It’s been months since the Supreme Court heard arguments in a potentially landmark affirmative action case. So what’s holding up a decision by the justices?
The case of Fisher v. University of Texas is one of the most prominent and controversial issues in front of eight (and not nine) justices this term. (Justice Elena Kagan is not involved in the Fisher decision, due to her prior position as solicitor general.)
The case was argued last October and is the last one from that session that hasn’t seen a public ruling by the court.
Again, on Monday, the court didn’t announce a decision in the Fisher case.
There hasn’t been a lot of public speculation about the apparent delay in the Fisher decision, but it isn’t the only case on the court’s radar about affirmative action, after going years without a major ruling on the matter.
The court decided in late March 2013 to hear a second case, in its next term (which starts in October 2013) about an affirmative action suit in Michigan. Justice Kagan is also not involved in Schuette v. Coalition to Defend Affirmative Action.

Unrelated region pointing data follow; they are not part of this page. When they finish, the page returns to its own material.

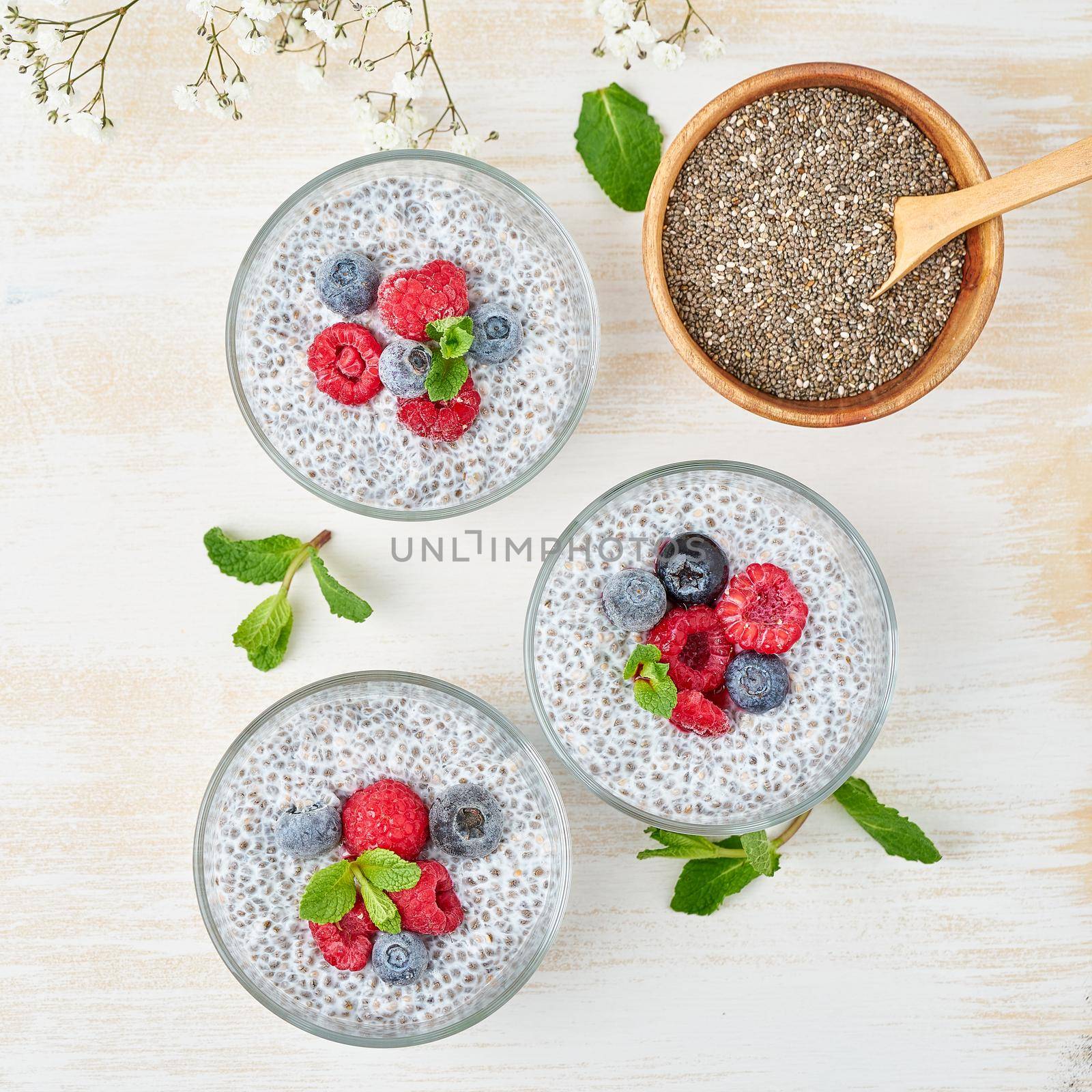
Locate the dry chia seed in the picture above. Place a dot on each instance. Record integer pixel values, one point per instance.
(779, 229)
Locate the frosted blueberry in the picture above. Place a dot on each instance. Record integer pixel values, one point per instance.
(465, 822)
(757, 682)
(497, 333)
(399, 958)
(635, 600)
(403, 366)
(347, 283)
(306, 833)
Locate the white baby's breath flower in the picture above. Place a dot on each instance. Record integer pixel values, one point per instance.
(464, 143)
(318, 25)
(667, 56)
(309, 76)
(644, 33)
(87, 126)
(399, 18)
(256, 45)
(615, 14)
(186, 98)
(386, 134)
(713, 47)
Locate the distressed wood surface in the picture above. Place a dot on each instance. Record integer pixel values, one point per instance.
(120, 691)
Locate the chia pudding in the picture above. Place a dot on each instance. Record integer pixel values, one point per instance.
(326, 743)
(779, 229)
(402, 212)
(766, 767)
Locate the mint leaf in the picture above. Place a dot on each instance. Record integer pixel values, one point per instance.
(691, 846)
(453, 336)
(342, 602)
(330, 895)
(388, 871)
(446, 377)
(384, 913)
(268, 658)
(655, 691)
(263, 625)
(760, 853)
(642, 655)
(899, 835)
(620, 142)
(251, 560)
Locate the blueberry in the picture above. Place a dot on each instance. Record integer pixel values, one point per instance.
(465, 822)
(497, 333)
(757, 682)
(306, 833)
(399, 958)
(403, 366)
(693, 568)
(347, 283)
(635, 600)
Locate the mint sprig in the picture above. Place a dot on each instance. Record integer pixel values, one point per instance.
(715, 871)
(331, 893)
(265, 633)
(652, 688)
(620, 142)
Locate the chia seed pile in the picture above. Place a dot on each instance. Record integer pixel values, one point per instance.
(768, 762)
(329, 744)
(779, 229)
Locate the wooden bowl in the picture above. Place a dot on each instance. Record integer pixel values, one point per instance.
(982, 269)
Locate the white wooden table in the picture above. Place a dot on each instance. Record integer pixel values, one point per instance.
(120, 691)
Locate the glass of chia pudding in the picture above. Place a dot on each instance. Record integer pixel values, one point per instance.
(711, 648)
(355, 780)
(358, 261)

Both cases involve similar issues. The speculation in late March was that a ruling in the Texas case was imminent, since the justices agreed to take up the Michigan case in the next term.
And two months later, the “imminent” decision in the Fisher case is still on hold, with a month left in the court’s current term.

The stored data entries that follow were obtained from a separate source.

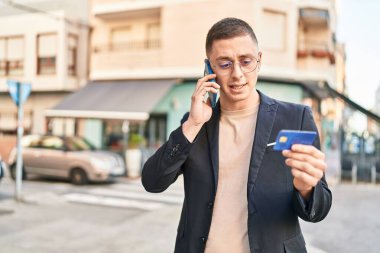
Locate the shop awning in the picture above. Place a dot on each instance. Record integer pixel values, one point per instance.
(125, 100)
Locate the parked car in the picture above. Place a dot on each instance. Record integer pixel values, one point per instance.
(73, 158)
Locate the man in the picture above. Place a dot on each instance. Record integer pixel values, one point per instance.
(240, 194)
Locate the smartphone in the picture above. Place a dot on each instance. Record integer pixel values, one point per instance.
(208, 71)
(286, 138)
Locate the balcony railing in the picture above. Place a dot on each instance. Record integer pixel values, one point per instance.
(316, 49)
(129, 46)
(314, 17)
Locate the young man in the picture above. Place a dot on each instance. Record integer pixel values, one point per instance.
(240, 195)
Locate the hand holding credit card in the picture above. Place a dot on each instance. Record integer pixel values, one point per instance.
(286, 138)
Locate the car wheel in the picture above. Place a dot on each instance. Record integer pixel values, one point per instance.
(78, 177)
(12, 169)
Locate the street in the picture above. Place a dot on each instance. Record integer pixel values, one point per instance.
(56, 216)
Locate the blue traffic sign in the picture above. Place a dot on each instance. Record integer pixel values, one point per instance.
(19, 91)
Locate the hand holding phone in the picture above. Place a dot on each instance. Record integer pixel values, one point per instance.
(286, 138)
(208, 70)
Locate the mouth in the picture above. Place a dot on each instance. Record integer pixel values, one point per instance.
(237, 86)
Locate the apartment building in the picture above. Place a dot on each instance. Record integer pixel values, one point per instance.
(153, 50)
(44, 43)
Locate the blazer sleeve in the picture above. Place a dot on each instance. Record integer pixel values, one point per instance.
(319, 204)
(164, 167)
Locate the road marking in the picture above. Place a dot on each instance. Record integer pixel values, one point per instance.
(109, 201)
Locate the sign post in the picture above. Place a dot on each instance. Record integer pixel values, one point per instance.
(19, 93)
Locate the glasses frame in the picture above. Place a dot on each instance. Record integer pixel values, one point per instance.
(233, 67)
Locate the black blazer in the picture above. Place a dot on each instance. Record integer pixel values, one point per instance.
(273, 204)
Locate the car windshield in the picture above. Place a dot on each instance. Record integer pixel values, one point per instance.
(78, 144)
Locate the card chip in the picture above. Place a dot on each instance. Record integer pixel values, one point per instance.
(283, 139)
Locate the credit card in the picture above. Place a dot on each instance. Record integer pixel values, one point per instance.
(286, 138)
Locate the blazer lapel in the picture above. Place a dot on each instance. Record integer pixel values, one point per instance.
(265, 120)
(212, 130)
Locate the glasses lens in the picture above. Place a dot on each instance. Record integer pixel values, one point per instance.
(225, 67)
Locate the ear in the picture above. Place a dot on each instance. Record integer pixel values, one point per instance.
(259, 63)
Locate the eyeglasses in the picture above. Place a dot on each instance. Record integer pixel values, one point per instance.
(225, 67)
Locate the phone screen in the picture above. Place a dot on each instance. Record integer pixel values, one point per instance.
(208, 70)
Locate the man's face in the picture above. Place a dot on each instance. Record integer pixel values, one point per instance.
(236, 63)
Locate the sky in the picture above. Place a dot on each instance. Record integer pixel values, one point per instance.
(359, 28)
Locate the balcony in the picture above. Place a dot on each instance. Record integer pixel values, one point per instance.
(127, 56)
(316, 49)
(141, 45)
(113, 10)
(314, 17)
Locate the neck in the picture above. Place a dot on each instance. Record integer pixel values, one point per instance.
(250, 102)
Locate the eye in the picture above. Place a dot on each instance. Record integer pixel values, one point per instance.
(225, 64)
(246, 62)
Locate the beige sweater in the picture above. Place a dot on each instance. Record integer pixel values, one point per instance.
(229, 231)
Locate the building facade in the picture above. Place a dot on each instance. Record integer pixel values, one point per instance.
(44, 43)
(153, 40)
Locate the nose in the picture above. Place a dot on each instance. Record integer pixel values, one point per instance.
(237, 71)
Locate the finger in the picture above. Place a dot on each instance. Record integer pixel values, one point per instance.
(205, 79)
(308, 149)
(208, 84)
(318, 163)
(304, 177)
(305, 167)
(211, 84)
(202, 91)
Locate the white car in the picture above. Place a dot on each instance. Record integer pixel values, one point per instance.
(69, 157)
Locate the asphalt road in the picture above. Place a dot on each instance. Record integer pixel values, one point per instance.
(120, 217)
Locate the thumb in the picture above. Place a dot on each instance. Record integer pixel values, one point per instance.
(208, 101)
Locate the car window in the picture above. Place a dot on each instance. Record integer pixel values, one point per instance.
(31, 141)
(78, 144)
(52, 142)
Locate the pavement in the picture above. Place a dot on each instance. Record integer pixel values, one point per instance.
(55, 216)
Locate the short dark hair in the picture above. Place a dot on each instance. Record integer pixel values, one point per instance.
(228, 28)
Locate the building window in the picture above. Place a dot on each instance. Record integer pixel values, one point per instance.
(11, 56)
(72, 55)
(121, 38)
(153, 35)
(46, 54)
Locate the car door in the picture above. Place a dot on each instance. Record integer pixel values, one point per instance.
(50, 157)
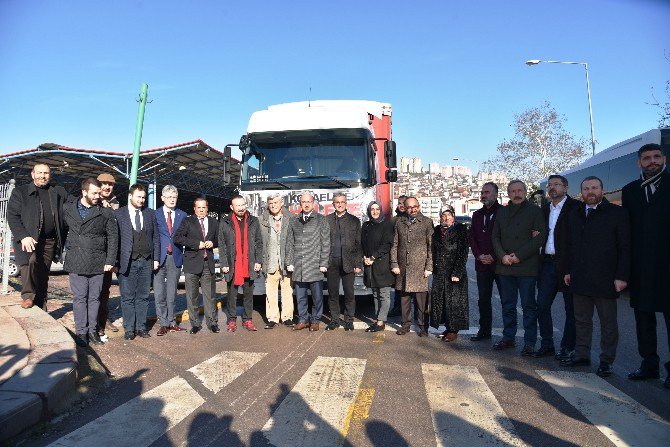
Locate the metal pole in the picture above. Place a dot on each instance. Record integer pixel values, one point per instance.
(7, 243)
(138, 135)
(588, 96)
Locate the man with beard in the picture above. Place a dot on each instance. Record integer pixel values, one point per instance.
(35, 217)
(92, 244)
(518, 233)
(552, 270)
(481, 243)
(597, 272)
(107, 200)
(648, 202)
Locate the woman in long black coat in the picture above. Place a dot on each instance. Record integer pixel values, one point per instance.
(376, 239)
(449, 294)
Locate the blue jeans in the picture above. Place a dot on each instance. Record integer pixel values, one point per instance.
(317, 300)
(547, 289)
(134, 289)
(512, 287)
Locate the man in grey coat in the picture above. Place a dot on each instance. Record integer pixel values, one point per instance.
(412, 263)
(307, 255)
(518, 234)
(346, 260)
(275, 222)
(92, 244)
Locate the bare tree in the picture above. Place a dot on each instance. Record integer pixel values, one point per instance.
(540, 147)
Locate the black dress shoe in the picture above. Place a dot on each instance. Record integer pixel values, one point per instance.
(604, 370)
(644, 374)
(94, 338)
(480, 336)
(143, 334)
(576, 361)
(80, 340)
(545, 351)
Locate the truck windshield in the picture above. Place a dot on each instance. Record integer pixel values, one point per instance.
(322, 162)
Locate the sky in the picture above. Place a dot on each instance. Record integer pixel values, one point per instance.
(454, 71)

Constitution Daily contributor Lyle Denniston, writing for SCOUTUSblog, defined one big difference between the Texas and Michigan cases back in March.
“The Fisher case, while it does have fairly broad potential, focuses directly only on the specifics of an affirmative action plan at Texas’s flagship university in Austin, and so the ruling in that case might not go much beyond that plan,” he said.

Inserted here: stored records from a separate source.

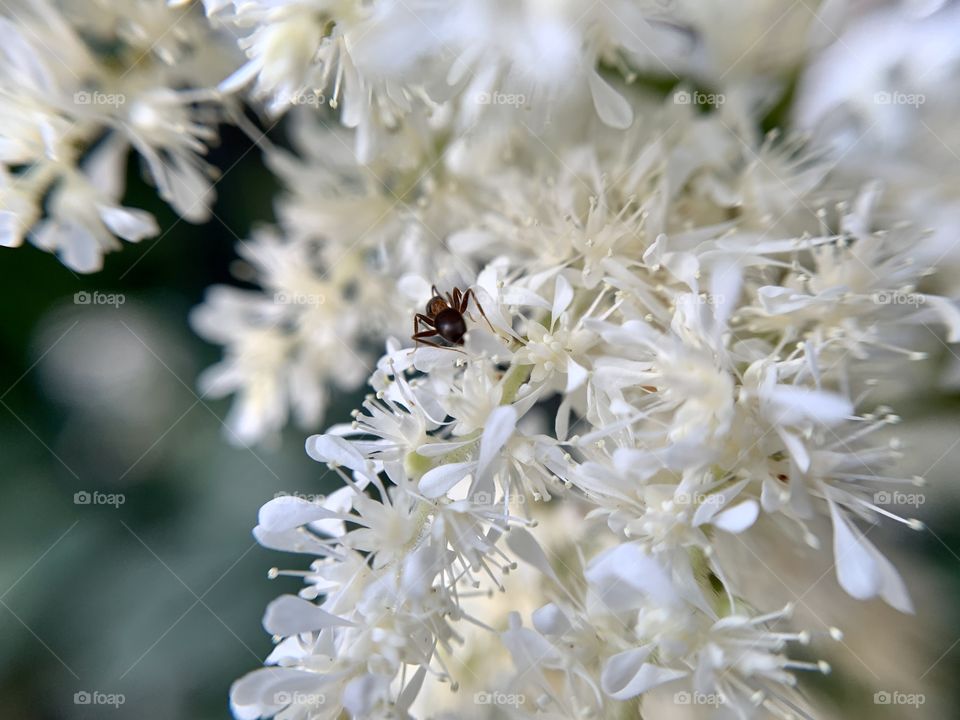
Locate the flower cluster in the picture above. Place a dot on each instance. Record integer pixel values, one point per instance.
(71, 113)
(672, 348)
(676, 324)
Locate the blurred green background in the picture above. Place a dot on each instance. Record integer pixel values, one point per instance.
(160, 598)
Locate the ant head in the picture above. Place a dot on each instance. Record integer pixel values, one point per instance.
(436, 305)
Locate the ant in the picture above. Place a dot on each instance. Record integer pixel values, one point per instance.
(444, 317)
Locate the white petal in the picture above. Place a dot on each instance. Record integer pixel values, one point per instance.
(500, 425)
(290, 615)
(738, 518)
(437, 482)
(619, 573)
(562, 297)
(288, 512)
(576, 375)
(856, 570)
(550, 620)
(611, 106)
(525, 547)
(861, 569)
(626, 675)
(129, 223)
(790, 405)
(336, 450)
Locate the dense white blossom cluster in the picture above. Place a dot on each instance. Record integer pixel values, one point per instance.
(676, 327)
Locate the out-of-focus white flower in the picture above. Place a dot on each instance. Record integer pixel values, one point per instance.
(70, 113)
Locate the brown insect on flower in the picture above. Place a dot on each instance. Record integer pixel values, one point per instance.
(444, 317)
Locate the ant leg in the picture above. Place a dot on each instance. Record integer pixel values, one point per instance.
(466, 301)
(418, 337)
(419, 319)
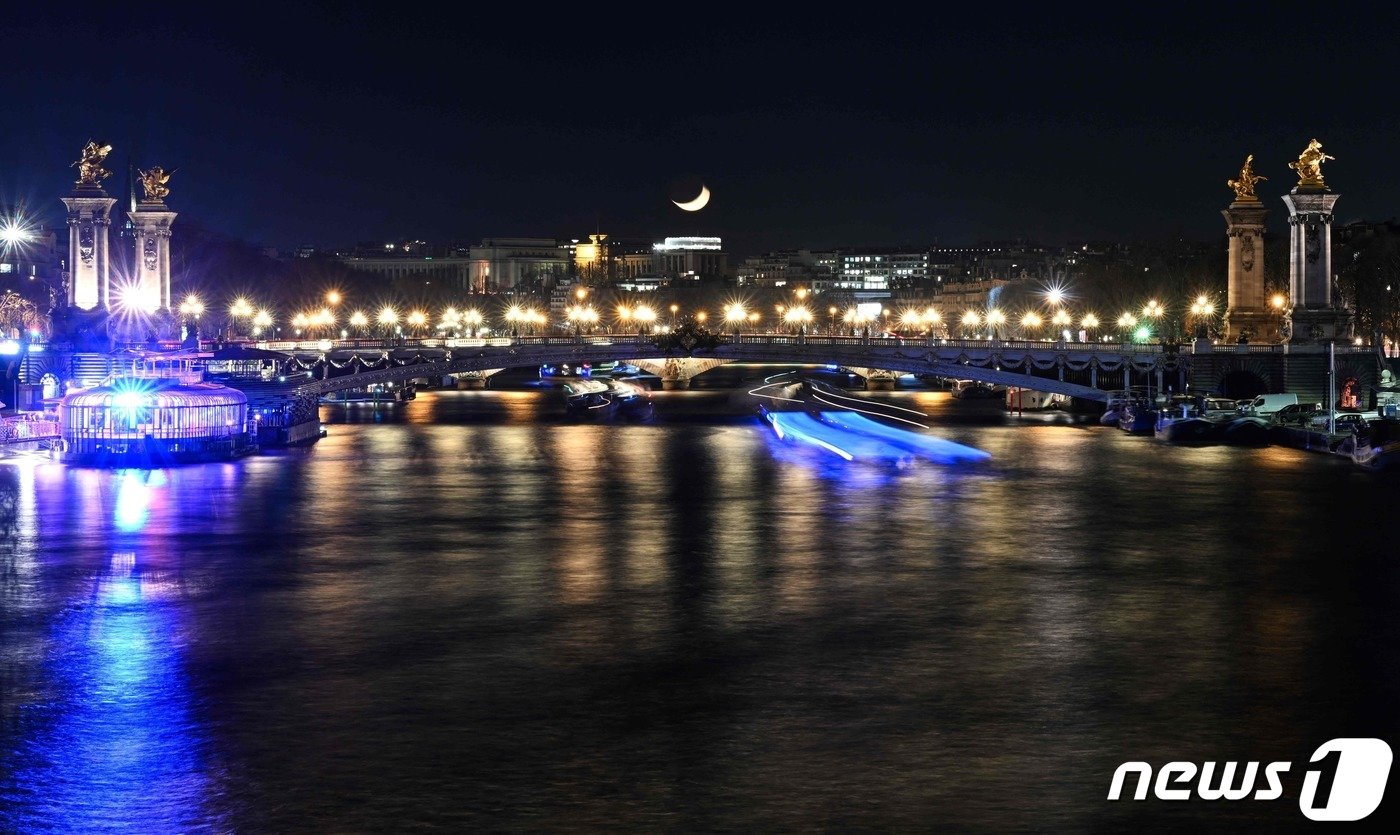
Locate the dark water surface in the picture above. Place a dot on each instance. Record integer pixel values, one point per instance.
(465, 612)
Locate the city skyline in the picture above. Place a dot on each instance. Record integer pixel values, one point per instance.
(403, 128)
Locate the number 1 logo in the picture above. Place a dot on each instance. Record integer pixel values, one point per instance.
(1348, 782)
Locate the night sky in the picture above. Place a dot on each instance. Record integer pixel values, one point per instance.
(297, 125)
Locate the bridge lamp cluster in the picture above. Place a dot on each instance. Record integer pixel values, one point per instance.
(14, 231)
(581, 315)
(797, 315)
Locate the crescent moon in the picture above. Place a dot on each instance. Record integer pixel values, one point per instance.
(697, 203)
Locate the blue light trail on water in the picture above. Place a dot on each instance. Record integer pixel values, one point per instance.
(853, 437)
(926, 446)
(114, 741)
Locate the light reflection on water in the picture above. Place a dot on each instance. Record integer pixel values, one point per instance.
(500, 618)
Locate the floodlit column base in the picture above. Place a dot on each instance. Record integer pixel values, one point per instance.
(1319, 325)
(1256, 325)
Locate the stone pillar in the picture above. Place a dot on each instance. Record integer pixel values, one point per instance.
(1313, 317)
(88, 266)
(1248, 310)
(153, 254)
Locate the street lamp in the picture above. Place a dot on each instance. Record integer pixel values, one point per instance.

The Michigan case involves that state’s power to bar race as a criteria for admission to all its public universities, and is potentially much broader.
Among the other factors is Justice Anthony Kennedy, who is considered a swing vote on the nine-person court. With Kagan recused, Kennedy could cast the deciding vote in the Fisher case and write the majority opinion in the ruling.
Back in 2003, when the court decided in a 5-4 vote to uphold affirmative action in Grutter v. Bollinger, it was Kennedy who wrote part of his own opinion in the decision.
Now, along ideological lines, the court could decide to rule against affirmative action in the Fisher case, only to face another ruling in a year. And the Fisher ruling could come close to another ruling on the Voting Rights Act that will get its fair share of publicity.
In the Grutter case in 2003, Justice Sandra Day O’Connor said that in perhaps 25 years, affirmative action decisions may not be needed to promote racial diversity.
And in the year 2028, the racial makeup of the United States could be very different than in the O’Connor era.
According to data from the Pew Research Center, the nation will be in the middle of a great demographic shift at that point. The foreign-born percentage of the U.S. population will be at highest point in 100 years in the year 2025, and by 2050, the U.S. non-Hispanic white population will be a minority, at 47 percent.
Those factors could cause a future Supreme Court to look back at 2013 as a key moment in the history of affirmative action cases.